Mewakili Ketua DPD KWRI Banten, Sarwani juga menyampaikan pesan H. Edi Murpik terkait peran strategis wartawan dalam kehidupan demokrasi. Menurutnya, wartawan memiliki posisi vital sebagai pilar keempat demokrasi yang berfungsi menjaga keseimbangan informasi, mengawal kepentingan publik, serta menjadi jembatan komunikasi antara masyarakat dan pemerintah.
“Wartawan bukan sekadar penyampai berita, tetapi penjaga nurani publik. Profesionalisme, integritas, dan independensi merupakan fondasi utama dalam membangun kepercayaan masyarakat. Pers harus hadir mencerdaskan, mengedukasi, sekaligus menjadi kontrol sosial yang konstruktif,” pesan H. Edi Murpik.

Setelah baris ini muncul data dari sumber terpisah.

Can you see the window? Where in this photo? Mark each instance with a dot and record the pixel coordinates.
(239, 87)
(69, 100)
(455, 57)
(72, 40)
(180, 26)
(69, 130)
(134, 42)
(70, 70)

Ia menambahkan, KWRI harus terus mendorong anggotanya meningkatkan kompetensi, menjunjung tinggi etika jurnalistik, serta patuh terhadap Undang-Undang Pers dan Kode Etik Jurnalistik.
“Sinergi dengan pemerintah, lembaga, dan seluruh elemen masyarakat harus dibangun melalui pemberitaan yang objektif, berimbang, dan mendidik, tanpa menghilangkan sikap kritis,” lanjutnya.
Muscab III ini dihadiri unsur DPD KWRI Provinsi Banten, yakni Sarwani sebagai pimpinan sidang, Ihwan Arif sebagai wakil pimpinan sidang, dan Malisi sebagai sekretaris sidang.
Melalui mekanisme musyawarah mufakat, Muscab menetapkan kepengurusan baru DPC KWRI, yakni Alifian sebagai Ketua DPC KWRI Kabupaten Serang, Agus Sobari sebagai Ketua DPC KWRI Kota Serang, dan H. Jajuli sebagai Ketua DPC KWRI Kota Cilegon.
Ketua Panitia Muscab, Ihwan Arif, dalam sambutannya mengamanatkan agar insan pers KWRI terus meningkatkan kompetensi jurnalistik dan berpedoman pada Undang-Undang Pers.
“Pers memiliki peran strategis sebagai kontrol sosial, media pendidikan, dan hiburan. Karena itu, profesionalisme dan etika harus menjadi pedoman utama dalam setiap karya jurnalistik,” ujarnya.
Ia juga menekankan pentingnya sinergi antara pers dan pemerintah demi menghadirkan informasi yang berimbang dan mencerdaskan masyarakat.
“Semoga kepemimpinan baru ini mampu membawa KWRI semakin solid, profesional, dan berkontribusi nyata dalam pembangunan masyarakat, khususnya di bidang pers,” pungkasnya.